Kontan saja, kabinet yang belum genap seratus hari ini pun terguncang. Bola liar itu seperti melejit ke sana-kemari dan membentur anggota tim seperti Hamzah Haz, Bomer Pasaribu, Jusuf Kalla, dan Yusril Ihza Mahendra. Belakangan, setelah gelagapan, Yusril dan Hamzah Haz mendapat sedikit bantuan sang kapten dengan klarifikasi singkat bahwa mereka tidak termasuk tiga menteri yang diduga terlibat KKN. Sementara kasus ini belum jelas akhirnya, Hamzah Haz pun harus keluar gelanggang dengan kontroversi yang tidak kalah peliknya. Keputusan pemberhentian Hamzah Haz sebagai Menko Kesra dan Taskin, yang konon tanpa dikonfirmasi itu, sekali lagi menjadi bola liar hasil tendangan sang kapten sendiri yang membingungkan anggota tim.
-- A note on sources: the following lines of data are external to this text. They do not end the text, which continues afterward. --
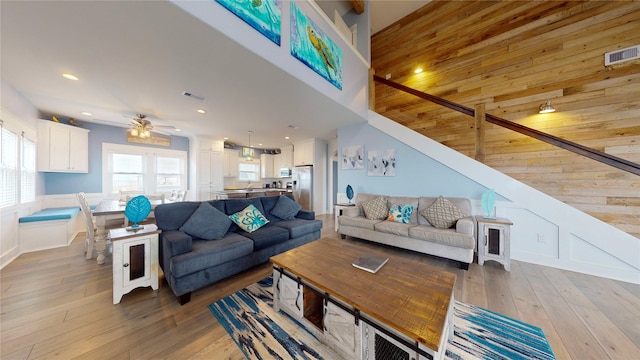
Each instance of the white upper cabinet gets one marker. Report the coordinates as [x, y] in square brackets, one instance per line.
[62, 148]
[267, 164]
[231, 162]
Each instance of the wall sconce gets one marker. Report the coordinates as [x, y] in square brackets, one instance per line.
[546, 107]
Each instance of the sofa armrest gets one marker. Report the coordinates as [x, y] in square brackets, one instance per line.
[466, 225]
[306, 215]
[176, 242]
[351, 211]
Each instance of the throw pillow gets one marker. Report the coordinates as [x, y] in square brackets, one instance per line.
[286, 209]
[400, 213]
[249, 219]
[207, 223]
[375, 209]
[442, 214]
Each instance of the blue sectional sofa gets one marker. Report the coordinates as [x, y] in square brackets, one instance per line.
[200, 245]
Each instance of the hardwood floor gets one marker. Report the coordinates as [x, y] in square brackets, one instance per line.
[56, 304]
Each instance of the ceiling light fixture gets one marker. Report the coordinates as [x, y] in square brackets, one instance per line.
[70, 76]
[546, 107]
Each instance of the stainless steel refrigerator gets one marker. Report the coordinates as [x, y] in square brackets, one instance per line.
[302, 177]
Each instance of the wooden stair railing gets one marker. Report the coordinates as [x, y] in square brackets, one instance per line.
[600, 156]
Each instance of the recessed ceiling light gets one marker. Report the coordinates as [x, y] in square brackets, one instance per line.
[70, 76]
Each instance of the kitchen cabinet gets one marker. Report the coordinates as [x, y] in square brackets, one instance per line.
[303, 152]
[62, 148]
[285, 158]
[231, 162]
[209, 173]
[267, 165]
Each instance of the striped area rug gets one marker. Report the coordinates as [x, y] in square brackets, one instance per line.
[262, 333]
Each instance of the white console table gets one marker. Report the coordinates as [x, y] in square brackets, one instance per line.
[135, 259]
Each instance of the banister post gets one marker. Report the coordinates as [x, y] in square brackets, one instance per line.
[480, 128]
[372, 90]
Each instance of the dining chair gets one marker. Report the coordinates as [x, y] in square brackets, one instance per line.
[88, 219]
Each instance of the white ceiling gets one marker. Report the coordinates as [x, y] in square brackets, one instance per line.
[139, 56]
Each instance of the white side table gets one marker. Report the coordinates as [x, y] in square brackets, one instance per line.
[338, 212]
[135, 259]
[494, 240]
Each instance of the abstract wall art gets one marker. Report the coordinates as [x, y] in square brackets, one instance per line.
[263, 15]
[352, 157]
[381, 163]
[314, 48]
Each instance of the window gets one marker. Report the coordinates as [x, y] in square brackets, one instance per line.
[17, 167]
[142, 169]
[248, 171]
[9, 167]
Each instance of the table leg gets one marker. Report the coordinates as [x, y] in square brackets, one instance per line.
[101, 237]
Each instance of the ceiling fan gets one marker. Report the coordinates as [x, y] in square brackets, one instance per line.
[141, 127]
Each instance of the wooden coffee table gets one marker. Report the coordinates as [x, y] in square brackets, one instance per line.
[407, 303]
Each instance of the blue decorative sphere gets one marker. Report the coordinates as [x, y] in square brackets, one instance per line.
[137, 209]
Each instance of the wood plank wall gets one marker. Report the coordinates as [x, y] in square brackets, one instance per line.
[511, 57]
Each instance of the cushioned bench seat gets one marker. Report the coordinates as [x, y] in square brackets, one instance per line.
[51, 214]
[49, 228]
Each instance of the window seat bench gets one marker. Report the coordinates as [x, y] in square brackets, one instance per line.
[49, 228]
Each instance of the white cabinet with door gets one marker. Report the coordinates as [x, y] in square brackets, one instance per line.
[231, 161]
[267, 164]
[62, 148]
[135, 259]
[209, 172]
[286, 157]
[303, 152]
[494, 241]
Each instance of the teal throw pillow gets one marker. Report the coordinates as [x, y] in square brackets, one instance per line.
[207, 223]
[249, 219]
[286, 209]
[400, 213]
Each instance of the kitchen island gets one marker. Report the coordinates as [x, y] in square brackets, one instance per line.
[248, 193]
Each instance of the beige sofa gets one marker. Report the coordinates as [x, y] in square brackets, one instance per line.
[456, 243]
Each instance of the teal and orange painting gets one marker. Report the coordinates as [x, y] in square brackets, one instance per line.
[263, 15]
[310, 45]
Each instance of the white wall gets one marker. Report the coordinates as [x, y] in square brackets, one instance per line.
[545, 231]
[18, 114]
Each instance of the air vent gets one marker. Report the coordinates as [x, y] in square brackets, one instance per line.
[619, 56]
[188, 94]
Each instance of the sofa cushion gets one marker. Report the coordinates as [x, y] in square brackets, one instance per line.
[249, 219]
[286, 209]
[400, 213]
[394, 228]
[442, 236]
[207, 223]
[266, 236]
[442, 214]
[358, 221]
[298, 227]
[206, 254]
[178, 242]
[375, 209]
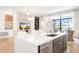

Akankah sang kapten melakukan tendangan tak terarah berikutnya—ketiga, keempat, kelima, dan seterusnya?
Sambil menunggu apa yang akan terjadi, terdengar kabar bahwa beberapa menteri masih bergulat ke sana-kemari mencari meja dan kantor tetap. Hingga kini masih belum jelas di mana kantor sesungguhnya Ryaas Rasyid, Menteri Negara Otonomi Daerah, atau Sarwono Kusumaatmadja, Menteri Eksplorasi Laut, atau Anak Agung Gede Agung, Menteri Negara Masalah Kemasyarakatan.
Sementara itu, di luar sana, rakyat tersaruk-saruk, sempoyongan, berjuang terpincang-pincang untuk bertahan hidup dari terpaan krisis yang tak habis-habis. Seratus juta rakyat kini telah jatuh melarat dan berdiri di ambang kriminalitas. Pertikaian kelompok di setiap gugusan kepulauan utama Indonesia telah membuat penduduk semakin menderita. Di layar kaca, setiap hari kita menyaksikan berderet manusia yang, bila tak selesai dibunuhi, diusiri dari kampung halamannya sendiri.
Tatkala jutaan rakyat miskin telah lama letih berdiri, akankah ada bola liar melejit lagi ke sana-kemari?